There are three groups of celery: leaf, root, and petiolate. As for the root variety, roots and leaves are eaten here, but petioles and leaves are used for leafy varieties. As you might guess from the name, stalked celery is especially prized for its stalks and leaves.

Both types of celery are grown in Russia today: both root and leaf. The plant can be grown in open and protected ground. The specific pleasant smell of this plant is due to the presence in its composition of an essential oil called sedanolide.

The use of fragrant celery

Celery leaves contain a large amount of vitamin C and vitamin A. As for root crops, it contains carotene, vitamin B and PP, as well as mineral salts and organic acids.

The greens of this culture can be consumed fresh. Also, greens can be salted, dried or frozen. Root vegetables can also be eaten fresh, and besides that, they can also be boiled and stewed as a side dish or as an independent dish.

Celery is used to prepare soups and main courses, various sauces and seasonings. Very often, celery is used for pickling and canning. Roots and petioles, like greens, can be dried and frozen.

Care and cultivation

For the favorable development of this celery, light soils are needed, with a neutral or slightly alkaline reaction. Potatoes, cabbage, tomatoes and cucumbers are ideal precursors for this crop.

The yield of this crop will be facilitated by its cultivation on sandy loam, loose, fertile soils or on cultivated peatlands. Manure should only be applied under the pre-celery crop. In the fall, the soil must be dug up to a depth of twenty centimeters, humus and superphosphate should be added. In the spring, you will need to feed the soil with a complex mineral fertilizer.

You can plant both seedlings and seeds. The seedlings that are intended for planting should already contain at least four leaves. The ripening period for such seedlings will be about two to two and a half months. In open ground, seeds can be grown from mid-May, and seeds for seedlings are planted at the end of February or at the beginning of May.

Celery needs sunlight, which should not be forgotten when choosing a planting site.

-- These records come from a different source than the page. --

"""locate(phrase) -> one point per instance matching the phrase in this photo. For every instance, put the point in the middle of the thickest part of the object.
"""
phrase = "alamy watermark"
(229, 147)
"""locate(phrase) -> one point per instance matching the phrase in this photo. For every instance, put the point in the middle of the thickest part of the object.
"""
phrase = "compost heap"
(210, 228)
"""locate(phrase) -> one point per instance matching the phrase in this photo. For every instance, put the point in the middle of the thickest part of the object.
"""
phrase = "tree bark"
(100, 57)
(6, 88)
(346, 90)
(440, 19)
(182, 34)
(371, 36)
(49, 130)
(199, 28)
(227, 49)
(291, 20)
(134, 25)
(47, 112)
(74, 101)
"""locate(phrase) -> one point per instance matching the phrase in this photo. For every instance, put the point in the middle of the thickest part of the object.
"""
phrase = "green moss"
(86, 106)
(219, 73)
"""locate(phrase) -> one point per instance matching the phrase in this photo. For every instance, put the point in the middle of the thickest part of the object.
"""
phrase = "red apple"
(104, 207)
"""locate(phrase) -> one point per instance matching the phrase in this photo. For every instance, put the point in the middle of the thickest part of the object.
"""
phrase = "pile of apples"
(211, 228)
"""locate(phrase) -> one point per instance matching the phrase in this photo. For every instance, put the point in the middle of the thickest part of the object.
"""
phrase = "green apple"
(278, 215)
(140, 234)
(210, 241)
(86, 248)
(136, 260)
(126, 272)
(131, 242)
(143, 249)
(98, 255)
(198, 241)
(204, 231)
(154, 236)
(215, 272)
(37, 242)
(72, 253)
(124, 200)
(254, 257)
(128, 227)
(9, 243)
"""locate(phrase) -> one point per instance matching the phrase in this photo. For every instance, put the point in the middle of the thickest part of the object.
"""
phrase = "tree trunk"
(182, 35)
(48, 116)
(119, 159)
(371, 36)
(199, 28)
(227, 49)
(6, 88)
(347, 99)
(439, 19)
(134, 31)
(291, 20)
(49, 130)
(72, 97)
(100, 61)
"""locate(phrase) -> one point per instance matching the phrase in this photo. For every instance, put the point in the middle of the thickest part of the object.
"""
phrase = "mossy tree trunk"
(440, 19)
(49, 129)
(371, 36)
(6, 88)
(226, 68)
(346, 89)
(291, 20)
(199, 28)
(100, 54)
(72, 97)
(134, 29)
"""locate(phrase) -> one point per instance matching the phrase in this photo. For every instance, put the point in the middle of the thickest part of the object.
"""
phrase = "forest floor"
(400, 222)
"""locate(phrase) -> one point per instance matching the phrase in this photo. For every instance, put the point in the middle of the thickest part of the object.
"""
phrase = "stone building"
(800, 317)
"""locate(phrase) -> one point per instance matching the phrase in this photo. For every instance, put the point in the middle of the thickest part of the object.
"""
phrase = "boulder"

The row spacing in the bed should be about forty centimeters, planting in a checkerboard pattern is also permissible.

For competent care of this crop, it will be necessary to perform fertilizing twice per season: first two weeks after planting the seedlings, and then another three weeks after this moment. Potash and phosphorus fertilizers should be used as top dressing. Potassium works well for root celery, while leaf crops require both nitrogen and potassium.

The culture needs regular and fairly abundant watering. The ripening time for different varieties is very different.

Application in traditional medicine

Traditional medicine recommends the use of celery for kidney disease, rheumatism and bladder disease. For obesity and salt deposition, this culture can also have a beneficial effect. For diseases of the gastrointestinal tract, celery is also used as a medicine.